Royalty was estimated at 12.5 percent, regardless of land ownership, and the assumption in the model was that the state would receive 90 percent of federal royalties per current law, with the caveat that the expectation is that would likely change before development was allowed.

The high case estimated production from 2016-2075 of 9.7 billion barrels, with net revenue to the state of $210 billion; for the base case, 7.1 billion barrels produced with net revenue to the state of $150.9 billion; and for the low case, 4.5 billion barrels produced with $94.8 billion net revenue to the state.

All barrels and net revenues are for a 50-year period, to 2075.

Other benefits

In summarizing benefits Alper said natural gas from ANWR could provide additional billions to the state in revenue as well as extending the life of the Alaska LNG project.
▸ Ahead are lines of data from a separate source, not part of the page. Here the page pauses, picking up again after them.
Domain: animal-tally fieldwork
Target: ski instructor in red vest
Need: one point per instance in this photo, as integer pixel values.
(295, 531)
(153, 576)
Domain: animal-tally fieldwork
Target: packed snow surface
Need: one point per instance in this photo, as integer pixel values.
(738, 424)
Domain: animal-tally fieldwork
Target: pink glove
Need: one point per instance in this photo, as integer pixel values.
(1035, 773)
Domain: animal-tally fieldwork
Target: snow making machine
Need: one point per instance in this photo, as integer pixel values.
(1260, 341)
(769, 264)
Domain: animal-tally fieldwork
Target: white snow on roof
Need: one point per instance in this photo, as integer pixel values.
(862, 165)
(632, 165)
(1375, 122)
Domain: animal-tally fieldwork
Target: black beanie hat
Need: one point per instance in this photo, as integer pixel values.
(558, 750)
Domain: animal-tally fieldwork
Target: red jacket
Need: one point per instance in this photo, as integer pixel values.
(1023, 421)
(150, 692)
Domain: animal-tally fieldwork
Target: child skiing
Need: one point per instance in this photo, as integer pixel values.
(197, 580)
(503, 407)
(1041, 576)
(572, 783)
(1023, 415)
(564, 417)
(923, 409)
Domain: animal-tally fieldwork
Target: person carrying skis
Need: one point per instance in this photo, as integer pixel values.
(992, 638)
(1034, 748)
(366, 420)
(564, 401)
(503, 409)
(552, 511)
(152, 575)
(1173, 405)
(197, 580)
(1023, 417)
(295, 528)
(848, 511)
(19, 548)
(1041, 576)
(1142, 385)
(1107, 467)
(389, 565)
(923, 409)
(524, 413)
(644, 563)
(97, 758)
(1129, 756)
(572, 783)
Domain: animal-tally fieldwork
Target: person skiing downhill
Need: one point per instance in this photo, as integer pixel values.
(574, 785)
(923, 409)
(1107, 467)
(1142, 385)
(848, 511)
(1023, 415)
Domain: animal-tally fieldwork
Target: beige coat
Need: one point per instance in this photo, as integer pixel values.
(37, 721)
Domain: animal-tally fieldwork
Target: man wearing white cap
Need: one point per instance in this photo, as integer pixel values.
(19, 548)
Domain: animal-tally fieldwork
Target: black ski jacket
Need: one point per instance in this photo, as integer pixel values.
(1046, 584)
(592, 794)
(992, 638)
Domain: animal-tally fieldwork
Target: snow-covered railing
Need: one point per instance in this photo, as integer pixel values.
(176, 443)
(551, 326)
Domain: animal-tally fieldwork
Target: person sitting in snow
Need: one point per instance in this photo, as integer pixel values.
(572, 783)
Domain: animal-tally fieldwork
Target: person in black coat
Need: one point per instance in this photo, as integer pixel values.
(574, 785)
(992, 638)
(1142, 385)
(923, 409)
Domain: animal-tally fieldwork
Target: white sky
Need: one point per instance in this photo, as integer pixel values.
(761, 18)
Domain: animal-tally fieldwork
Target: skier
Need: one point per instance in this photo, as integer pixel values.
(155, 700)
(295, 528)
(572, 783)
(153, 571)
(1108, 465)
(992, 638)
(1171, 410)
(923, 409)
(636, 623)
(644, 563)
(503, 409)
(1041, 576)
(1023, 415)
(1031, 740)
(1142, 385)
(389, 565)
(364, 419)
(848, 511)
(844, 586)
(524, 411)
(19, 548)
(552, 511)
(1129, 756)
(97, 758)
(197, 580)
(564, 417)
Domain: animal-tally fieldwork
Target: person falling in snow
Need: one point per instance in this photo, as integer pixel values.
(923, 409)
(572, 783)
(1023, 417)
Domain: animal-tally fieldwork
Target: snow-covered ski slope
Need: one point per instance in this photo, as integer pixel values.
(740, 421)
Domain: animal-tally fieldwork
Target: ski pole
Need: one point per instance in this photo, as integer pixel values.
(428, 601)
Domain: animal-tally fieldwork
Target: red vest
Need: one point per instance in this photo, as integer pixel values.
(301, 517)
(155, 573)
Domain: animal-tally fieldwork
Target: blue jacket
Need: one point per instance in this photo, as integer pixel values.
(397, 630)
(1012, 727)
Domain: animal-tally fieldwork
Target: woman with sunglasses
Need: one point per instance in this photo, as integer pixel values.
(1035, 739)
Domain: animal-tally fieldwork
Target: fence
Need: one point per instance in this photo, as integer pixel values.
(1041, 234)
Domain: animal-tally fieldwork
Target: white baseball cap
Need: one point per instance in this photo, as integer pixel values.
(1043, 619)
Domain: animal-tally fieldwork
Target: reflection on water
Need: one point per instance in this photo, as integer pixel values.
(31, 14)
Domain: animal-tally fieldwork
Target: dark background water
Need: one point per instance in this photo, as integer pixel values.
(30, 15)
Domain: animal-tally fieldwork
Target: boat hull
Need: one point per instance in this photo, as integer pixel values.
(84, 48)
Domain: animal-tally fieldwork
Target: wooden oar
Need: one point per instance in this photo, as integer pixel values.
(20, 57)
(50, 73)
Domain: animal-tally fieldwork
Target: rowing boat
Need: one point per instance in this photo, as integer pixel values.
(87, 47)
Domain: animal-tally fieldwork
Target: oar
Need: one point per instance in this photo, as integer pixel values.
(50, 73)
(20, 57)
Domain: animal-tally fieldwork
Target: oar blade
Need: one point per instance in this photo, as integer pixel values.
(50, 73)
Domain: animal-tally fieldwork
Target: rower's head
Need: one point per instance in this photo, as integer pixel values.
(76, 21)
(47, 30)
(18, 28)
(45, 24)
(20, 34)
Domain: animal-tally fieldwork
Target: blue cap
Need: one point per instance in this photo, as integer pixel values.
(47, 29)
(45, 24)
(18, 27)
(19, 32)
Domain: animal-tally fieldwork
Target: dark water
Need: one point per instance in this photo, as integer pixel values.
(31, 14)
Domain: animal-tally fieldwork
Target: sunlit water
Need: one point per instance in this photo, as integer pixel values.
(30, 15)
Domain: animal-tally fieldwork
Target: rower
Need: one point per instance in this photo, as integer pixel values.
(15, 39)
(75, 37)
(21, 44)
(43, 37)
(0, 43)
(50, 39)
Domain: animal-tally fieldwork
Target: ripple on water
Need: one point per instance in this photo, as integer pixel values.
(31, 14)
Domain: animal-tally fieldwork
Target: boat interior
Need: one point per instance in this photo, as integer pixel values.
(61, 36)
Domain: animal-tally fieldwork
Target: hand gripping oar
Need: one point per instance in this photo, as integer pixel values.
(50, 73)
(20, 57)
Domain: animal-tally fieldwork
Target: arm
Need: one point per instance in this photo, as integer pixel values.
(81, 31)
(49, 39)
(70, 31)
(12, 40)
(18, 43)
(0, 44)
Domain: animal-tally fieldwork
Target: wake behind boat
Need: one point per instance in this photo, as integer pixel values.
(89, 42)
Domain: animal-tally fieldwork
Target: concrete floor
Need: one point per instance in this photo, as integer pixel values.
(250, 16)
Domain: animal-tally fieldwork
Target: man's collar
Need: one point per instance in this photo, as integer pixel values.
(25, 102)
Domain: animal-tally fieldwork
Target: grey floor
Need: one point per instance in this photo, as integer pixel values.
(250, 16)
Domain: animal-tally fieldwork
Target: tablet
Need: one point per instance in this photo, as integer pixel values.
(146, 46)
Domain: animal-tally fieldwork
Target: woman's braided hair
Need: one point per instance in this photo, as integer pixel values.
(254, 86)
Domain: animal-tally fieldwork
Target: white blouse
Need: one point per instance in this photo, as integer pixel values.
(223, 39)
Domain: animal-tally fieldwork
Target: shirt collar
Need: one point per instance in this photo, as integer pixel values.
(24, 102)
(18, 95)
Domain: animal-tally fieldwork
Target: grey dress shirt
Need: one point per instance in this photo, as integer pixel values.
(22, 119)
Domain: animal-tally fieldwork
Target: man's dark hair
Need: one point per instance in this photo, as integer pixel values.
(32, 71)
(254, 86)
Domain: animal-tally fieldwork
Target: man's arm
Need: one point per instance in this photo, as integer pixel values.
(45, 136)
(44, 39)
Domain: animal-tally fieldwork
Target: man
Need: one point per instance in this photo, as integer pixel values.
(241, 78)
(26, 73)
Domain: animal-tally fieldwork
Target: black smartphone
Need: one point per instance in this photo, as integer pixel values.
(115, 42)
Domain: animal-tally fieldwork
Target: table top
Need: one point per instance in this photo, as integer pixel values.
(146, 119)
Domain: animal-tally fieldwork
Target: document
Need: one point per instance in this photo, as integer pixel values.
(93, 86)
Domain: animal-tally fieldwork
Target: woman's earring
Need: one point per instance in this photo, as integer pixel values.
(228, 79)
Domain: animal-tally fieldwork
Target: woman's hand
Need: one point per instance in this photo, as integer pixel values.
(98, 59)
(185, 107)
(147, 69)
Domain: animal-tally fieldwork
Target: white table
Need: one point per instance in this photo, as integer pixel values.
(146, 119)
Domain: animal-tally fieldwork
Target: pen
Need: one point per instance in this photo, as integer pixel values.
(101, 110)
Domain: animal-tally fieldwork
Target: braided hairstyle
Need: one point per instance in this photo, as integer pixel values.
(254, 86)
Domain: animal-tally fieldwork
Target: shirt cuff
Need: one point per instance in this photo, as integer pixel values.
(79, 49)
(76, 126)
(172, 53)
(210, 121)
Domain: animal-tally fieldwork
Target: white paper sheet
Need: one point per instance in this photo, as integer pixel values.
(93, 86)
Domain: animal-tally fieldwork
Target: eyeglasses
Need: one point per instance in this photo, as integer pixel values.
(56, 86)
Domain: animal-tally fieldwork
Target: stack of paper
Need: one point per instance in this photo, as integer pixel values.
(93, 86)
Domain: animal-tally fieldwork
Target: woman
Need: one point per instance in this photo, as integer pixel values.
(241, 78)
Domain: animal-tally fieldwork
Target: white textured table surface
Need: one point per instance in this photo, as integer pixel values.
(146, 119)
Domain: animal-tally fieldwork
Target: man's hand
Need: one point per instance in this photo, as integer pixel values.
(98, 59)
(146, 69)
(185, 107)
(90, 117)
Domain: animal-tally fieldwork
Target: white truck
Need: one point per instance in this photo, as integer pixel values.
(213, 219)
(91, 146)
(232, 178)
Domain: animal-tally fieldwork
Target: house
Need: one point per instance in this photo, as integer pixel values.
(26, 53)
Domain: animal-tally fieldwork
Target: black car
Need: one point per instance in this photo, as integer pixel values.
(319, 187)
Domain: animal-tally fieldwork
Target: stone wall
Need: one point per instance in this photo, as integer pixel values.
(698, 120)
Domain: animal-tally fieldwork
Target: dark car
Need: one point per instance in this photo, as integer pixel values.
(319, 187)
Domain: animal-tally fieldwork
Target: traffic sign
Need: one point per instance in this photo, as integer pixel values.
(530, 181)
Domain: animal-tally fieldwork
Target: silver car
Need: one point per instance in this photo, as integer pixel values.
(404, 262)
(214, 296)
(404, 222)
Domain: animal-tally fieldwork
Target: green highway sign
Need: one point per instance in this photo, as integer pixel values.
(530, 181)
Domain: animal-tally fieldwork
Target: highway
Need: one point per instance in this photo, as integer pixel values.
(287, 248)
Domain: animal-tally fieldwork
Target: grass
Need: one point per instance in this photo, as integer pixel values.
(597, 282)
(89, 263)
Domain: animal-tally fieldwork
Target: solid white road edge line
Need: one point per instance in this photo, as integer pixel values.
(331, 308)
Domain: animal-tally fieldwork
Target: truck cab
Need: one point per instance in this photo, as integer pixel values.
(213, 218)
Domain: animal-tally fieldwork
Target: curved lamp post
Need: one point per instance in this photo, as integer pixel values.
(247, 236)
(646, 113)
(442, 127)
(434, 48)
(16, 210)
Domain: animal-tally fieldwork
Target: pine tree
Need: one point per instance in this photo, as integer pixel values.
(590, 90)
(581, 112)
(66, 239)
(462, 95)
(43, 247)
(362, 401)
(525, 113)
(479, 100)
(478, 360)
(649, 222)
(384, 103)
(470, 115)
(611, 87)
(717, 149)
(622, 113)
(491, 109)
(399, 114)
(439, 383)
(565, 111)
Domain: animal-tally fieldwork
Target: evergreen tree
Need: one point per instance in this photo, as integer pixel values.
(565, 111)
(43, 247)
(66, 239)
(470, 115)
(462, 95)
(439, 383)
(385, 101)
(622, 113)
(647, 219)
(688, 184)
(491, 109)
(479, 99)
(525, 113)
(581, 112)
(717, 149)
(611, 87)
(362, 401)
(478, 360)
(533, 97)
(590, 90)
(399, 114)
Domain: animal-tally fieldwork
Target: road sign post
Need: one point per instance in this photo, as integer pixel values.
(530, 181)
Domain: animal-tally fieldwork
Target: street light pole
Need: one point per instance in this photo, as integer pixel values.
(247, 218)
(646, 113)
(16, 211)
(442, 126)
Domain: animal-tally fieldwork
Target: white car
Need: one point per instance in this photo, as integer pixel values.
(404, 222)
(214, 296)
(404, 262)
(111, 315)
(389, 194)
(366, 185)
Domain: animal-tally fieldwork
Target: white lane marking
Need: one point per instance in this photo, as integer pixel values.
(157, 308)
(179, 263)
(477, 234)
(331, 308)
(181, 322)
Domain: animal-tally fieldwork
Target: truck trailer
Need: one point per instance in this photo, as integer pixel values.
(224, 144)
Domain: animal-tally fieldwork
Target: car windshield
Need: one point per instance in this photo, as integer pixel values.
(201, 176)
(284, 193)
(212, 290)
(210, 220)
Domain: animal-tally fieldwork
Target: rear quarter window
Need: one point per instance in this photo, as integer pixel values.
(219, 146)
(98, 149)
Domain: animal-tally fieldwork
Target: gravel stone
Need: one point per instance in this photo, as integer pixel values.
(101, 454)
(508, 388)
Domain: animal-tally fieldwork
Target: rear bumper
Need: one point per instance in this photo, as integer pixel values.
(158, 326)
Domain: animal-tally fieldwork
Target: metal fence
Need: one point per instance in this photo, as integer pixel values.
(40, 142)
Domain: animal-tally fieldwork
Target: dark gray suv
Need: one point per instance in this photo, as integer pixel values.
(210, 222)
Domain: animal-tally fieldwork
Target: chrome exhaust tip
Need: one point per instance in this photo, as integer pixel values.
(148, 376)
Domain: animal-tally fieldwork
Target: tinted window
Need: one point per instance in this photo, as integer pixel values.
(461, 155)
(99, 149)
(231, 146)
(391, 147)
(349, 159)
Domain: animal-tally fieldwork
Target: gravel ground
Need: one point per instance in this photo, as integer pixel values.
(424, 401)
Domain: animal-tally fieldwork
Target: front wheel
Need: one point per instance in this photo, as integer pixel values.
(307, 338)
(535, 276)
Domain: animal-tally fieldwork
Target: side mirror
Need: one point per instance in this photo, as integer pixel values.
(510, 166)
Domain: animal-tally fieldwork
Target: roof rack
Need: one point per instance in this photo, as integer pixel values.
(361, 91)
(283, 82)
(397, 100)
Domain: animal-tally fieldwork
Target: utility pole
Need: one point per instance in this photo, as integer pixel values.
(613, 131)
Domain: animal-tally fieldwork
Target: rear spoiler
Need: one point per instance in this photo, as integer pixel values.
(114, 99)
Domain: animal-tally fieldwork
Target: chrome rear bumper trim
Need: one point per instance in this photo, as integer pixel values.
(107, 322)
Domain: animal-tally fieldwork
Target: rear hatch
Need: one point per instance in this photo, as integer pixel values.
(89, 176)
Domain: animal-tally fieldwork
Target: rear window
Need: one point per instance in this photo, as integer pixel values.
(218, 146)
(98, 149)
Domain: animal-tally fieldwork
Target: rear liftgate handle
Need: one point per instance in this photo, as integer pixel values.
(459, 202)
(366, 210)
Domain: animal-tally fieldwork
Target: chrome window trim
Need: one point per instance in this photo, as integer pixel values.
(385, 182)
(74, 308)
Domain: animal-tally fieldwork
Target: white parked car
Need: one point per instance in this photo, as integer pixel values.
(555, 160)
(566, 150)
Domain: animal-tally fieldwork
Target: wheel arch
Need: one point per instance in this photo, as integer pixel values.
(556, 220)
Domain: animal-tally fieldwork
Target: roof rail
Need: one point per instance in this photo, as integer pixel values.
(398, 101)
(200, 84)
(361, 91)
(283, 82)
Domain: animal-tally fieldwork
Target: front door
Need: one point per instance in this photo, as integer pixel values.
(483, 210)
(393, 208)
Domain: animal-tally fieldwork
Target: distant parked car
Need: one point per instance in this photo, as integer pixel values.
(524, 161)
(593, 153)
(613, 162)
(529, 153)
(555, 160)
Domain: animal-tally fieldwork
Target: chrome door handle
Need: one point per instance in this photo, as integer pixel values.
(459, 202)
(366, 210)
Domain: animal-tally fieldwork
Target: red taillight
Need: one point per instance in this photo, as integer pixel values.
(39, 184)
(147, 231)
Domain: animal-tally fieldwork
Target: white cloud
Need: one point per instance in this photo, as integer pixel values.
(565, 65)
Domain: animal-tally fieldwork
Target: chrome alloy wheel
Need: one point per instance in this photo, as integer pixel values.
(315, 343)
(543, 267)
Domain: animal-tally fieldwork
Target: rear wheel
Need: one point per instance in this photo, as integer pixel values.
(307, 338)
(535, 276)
Peak industry investment spending for the base case is estimated at almost $7 billion a year.

Crude oil volumes from ANWR could potentially add decades to North Slope oil production and to the life of the trans-Alaska oil pipeline, while providing property tax revenues to the North Slope Borough.

This view is based on successful exploration; no ANWR production is currently included in the department’s official forecasts.